O rescaldo das lembranças de 1964 nos jornais de circulação nacional tem como saldo principal a promessa dos comandantes das Forças Armadas de que vão finalmente concluir e entregar à Comissão Nacional da Verdade o resultado de investigações sobre a violência institucional implantada durante a ditadura. O conhecido espírito de corpo que mantém as casernas apartadas da vida civil certamente coloca em dúvida a possibilidade de que tudo venha a ser esclarecido, mas a mera concordância em submeter seus arquivos – ou o que resta deles – ao poder constitucional já é sinal de alguma modernidade nos quartéis.
A imprensa brasileira tem perseguido com seus próprios recursos essa fonte de informações sobre o que se passou nos porões da repressão, e o mais curioso é que o conjunto mais impactante de revelações veio da boca de um ex-oficial do Exército que estava ansioso por revelar suas proezas como torturador frio e assassino.
O coronel reformado Paulo Malhães quebrou a aliança de segredos dos militares, em depoimento à advogada Nadine Borges, da Comissão Estadual da Verdade do Rio de Janeiro, e ao jornalista Marcelo Auler, assessor da entidade, simplesmente porque encontrou alguém disposto a ouvi-lo.
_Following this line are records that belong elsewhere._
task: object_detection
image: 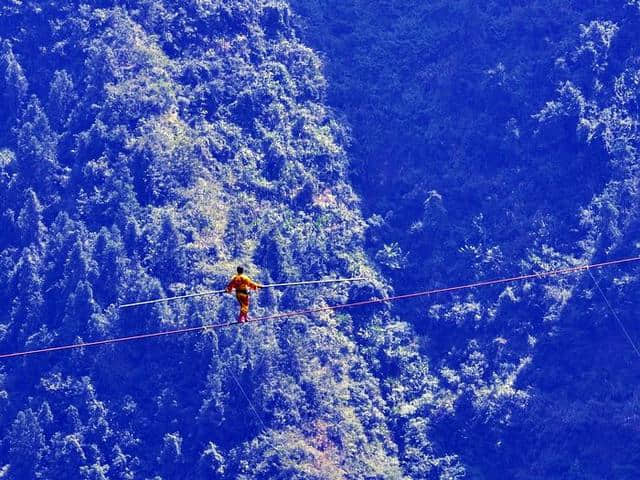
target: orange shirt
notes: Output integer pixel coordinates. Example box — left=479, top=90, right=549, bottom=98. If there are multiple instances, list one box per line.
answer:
left=227, top=275, right=260, bottom=293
Malhães se orgulha de seus feitos, não manifesta o mais tênue sinal de arrependimento e confirma o que era subentendido por outras evidências: seu comandante e, por sucessão lógica, o ditador de plantão, sabiam do que se passava nos locais onde suspeitos eram interrogados, alguns até a morte, e onde eram preparados os métodos para fazer desaparecer seus corpos. Alguns detalhes dessa prática só vieram a público porque o ex-oficial acredita que estava cumprindo uma missão. Seu caráter sádico e sua perversidade acabam traindo o pacto de silêncio das Forças Armadas.
Mas foi a persistência de alguns jornalistas que permitiu expor o fato de que a tortura e o assassinato de dissidentes eram parte da política de Estado. Destaque para o Globo, que resgata uma parcela de credibilidade ao revelar aquilo que em outros tempos sua Redação tratou de omitir.
A opinião envenenada
Outro lado da obscura história da ditadura que embruteceu o Brasil desde 1964 é trazido pela edição de quarta-feira (2/4) da Folha de S. Paulo, com uma reportagem feita numa das bibliotecas da Universidade do Texas, em Austin, com base numa entrevista concedida pelo ex-presidente João Goulart ao historiador americano John Foster Dulles, em 15 de novembro de 1967.
O depoimento, feito três anos e meio após o golpe que o derrubou e nove anos antes de sua morte, ocorrida em dezembro de 1976, mostra um homem sereno e lúcido, consciente de que o golpe foi tramado pelo governo dos Estados Unidos. O documento, segundo a interpretação do enviado especial Lucas Ferraz, esclarece que João Goulart nunca planejou um golpe de Estado e não tinha a menor simpatia pelo comunismo, ao contrário do que diziam os jornais da época em grandes manchetes. Ele tentava apenas promover reformas “a favor da independência, do desenvolvimento, do bem-estar e da justiça social”.
Jango entendia, na ocasião da entrevista, que o golpe havia ceifado a chance de o Brasil impulsionar o processo democrático na América Latina. Seu sonho de promover a justiça social foi provavelmente a matriz do movimento reacionário: como sempre, as forças conservadoras da sociedade brasileira se opunham a qualquer política que viesse a colocar sob risco seus privilégios e promover uma redução das desigualdades.As empresas jornalísticas que vieram posteriormente a dominar o cenário da mídia brasileira são justamente aquelas que atuaram como porta-vozes desses interesses oligárquicos.
O texto traz poucas revelações, porque a Folha provavelmente guarda a íntegra do documento, ou sua parte mais substancial, para a edição de domingo, mas é suficiente para destacar um elemento importante para a análise daqueles acontecimentos: a consciência que tinha João Goulart de que a imprensa havia cumprido um papel central na interrupção do processo democrático em abril de 1964. A “feroz oposição da imprensa contra o seu governo” provocou, segundo a reportagem, o “envenenamento da opinião pública”.
Alguma relação com o Brasil do século 21?